The Democratic National Committee this week filed another complaint with the Federal Election Commission against Robert F. Kennedy Jr.‘s allied super PAC, accusing it of engaging in shady fundraising practices.
The latest complaint accuses the Kennedy-linked super PAC, American Values 2024, of again not properly disclosing loans and loan repayments to Gavin De Becker, the owner of a private security firm hired by Kennedy, in an alleged attempt to exaggerate its fundraising success and hide that the PAC’s largest donor, Timothy Mellon, is also a major supporter of former President Trump.
“Despite what AV24 may believe, the rules do apply to them.

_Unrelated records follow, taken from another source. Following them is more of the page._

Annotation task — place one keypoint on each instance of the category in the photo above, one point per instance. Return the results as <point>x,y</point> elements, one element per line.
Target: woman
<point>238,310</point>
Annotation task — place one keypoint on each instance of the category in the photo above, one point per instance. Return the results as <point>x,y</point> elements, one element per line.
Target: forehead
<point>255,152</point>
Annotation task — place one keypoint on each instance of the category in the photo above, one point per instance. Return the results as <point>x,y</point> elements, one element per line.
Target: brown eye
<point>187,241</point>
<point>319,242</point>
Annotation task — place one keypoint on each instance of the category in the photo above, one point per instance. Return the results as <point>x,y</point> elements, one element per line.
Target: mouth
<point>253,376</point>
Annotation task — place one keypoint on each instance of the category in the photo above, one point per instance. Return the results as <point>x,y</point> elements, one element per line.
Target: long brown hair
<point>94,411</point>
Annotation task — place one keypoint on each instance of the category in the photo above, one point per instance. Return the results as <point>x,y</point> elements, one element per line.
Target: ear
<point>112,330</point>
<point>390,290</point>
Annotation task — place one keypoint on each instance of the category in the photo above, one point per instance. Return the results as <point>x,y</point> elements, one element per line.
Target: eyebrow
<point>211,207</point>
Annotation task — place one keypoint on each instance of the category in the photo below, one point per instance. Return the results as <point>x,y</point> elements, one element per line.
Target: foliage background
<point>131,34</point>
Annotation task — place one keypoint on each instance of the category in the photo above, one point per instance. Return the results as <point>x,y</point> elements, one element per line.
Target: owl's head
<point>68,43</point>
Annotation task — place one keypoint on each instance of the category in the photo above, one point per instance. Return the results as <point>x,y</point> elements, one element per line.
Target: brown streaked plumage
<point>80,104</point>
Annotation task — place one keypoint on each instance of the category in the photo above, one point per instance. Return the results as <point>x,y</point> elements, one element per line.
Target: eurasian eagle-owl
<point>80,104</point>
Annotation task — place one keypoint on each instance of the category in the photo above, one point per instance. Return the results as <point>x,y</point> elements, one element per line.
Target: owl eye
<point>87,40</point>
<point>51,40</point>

By continuing to inflate their fundraising numbers, and concealing the extent to which Timothy Mellon, Donald Trump’s largest donor, is propping up RFK Jr.’s candidacy, they are not only misconstruing election laws, they are deceiving the public,” DNC senior adviser Mary Beth Cahill said in a statement to CBS News on Thursday.
In April, a pattern emerged after the PAC refunded $2 million to De Becker, according to financial filings, and this partial refund followed his initial $4 million contribution to the PAC in February. This isn’t the first time the PAC made this move, according to FEC filings. In 2023, the super PAC received a significant financial injection from De Becker, totaling about $10 million. But by the year’s end, $9.6 million of these funds were returned, according to financial filings.
PAC financial filings label these transactions as “contributions” and “refunds,” but the DNC argues the transactions should be classified as loans.
The super PAC has touted these transactions, despite refunding a major portion of it back to De Becker, saying they show that “there is real electricity and a palpable desire for change.”
The DNC alleges that these transactions are being used to cover up Mellon’s substantial stake in the super PAC.
Tony Lyons, co-founder of American Values 2024, told CBS News in a statement Thursday that the DNC’s complaint is “part of their concerted effort to silence and censor Bobby Kennedy, mislead the public about his views, his policies and his past.”
“We will answer this officially to the FEC,” Lyons said.
Some campaign finance experts find these transactions “very unusual.”
Craig Holman, the government affairs lobbyist for Public Citizen, said he’s “never seen anything like it.”
According to Holman, if the PAC is deliberately arranging for an infusion of funds only to return them later, “that is a loan, and if it’s being declared as a contribution, that would be a violation of campaign finance law.”
Holman called this a “self-serving” arrangement between Kennedy and De Becker.
“Kennedy creates a false image that there’s a great deal of money backing him, and De Becker gets some money out of it,” he added.
Andrew Mayersohn, a researcher at OpenSecrets, a nonprofit that tracks and publishes data on campaign finance, said these unusual transactions make the Kennedy campaign look more viable when it appears that funding is pouring into his cause rather than being loaned.
“People do in fact use those individual contribution totals to evaluate how well the campaign is doing,” Mayersohn said.
This the third FEC complaint filed by the committee. The group first filed a complaint in February, alleging that the PAC violated federal law after it announced plans to aid Kennedy’s signature-gathering efforts in the key battleground states of Georgia, Arizona and Michigan at the start of 2024, along with funding ballot access efforts for Kennedy in five other states.
Kennedy’s campaign announced in April it had secured ballot access in Michigan. A spokesperson for the Michigan Secretary of State’s office confirmed that the Natural Law Party, a minor party with a spot on the state’s ballot, nominated Kennedy at the party’s convention, which would allow him to skip the signature gathering process in the Great Lake State.
“We were not coordinating. If we were coordinating, that wouldn’t have happened,” said Larry Sharpe, director of national organizing at American Values 2024. “We wanted to help out with signatures because we wanted to help the campaign, and we picked states where the law said it was OK.”
The DNC told CBS News that it has not heard back from the FEC on any of its complaints.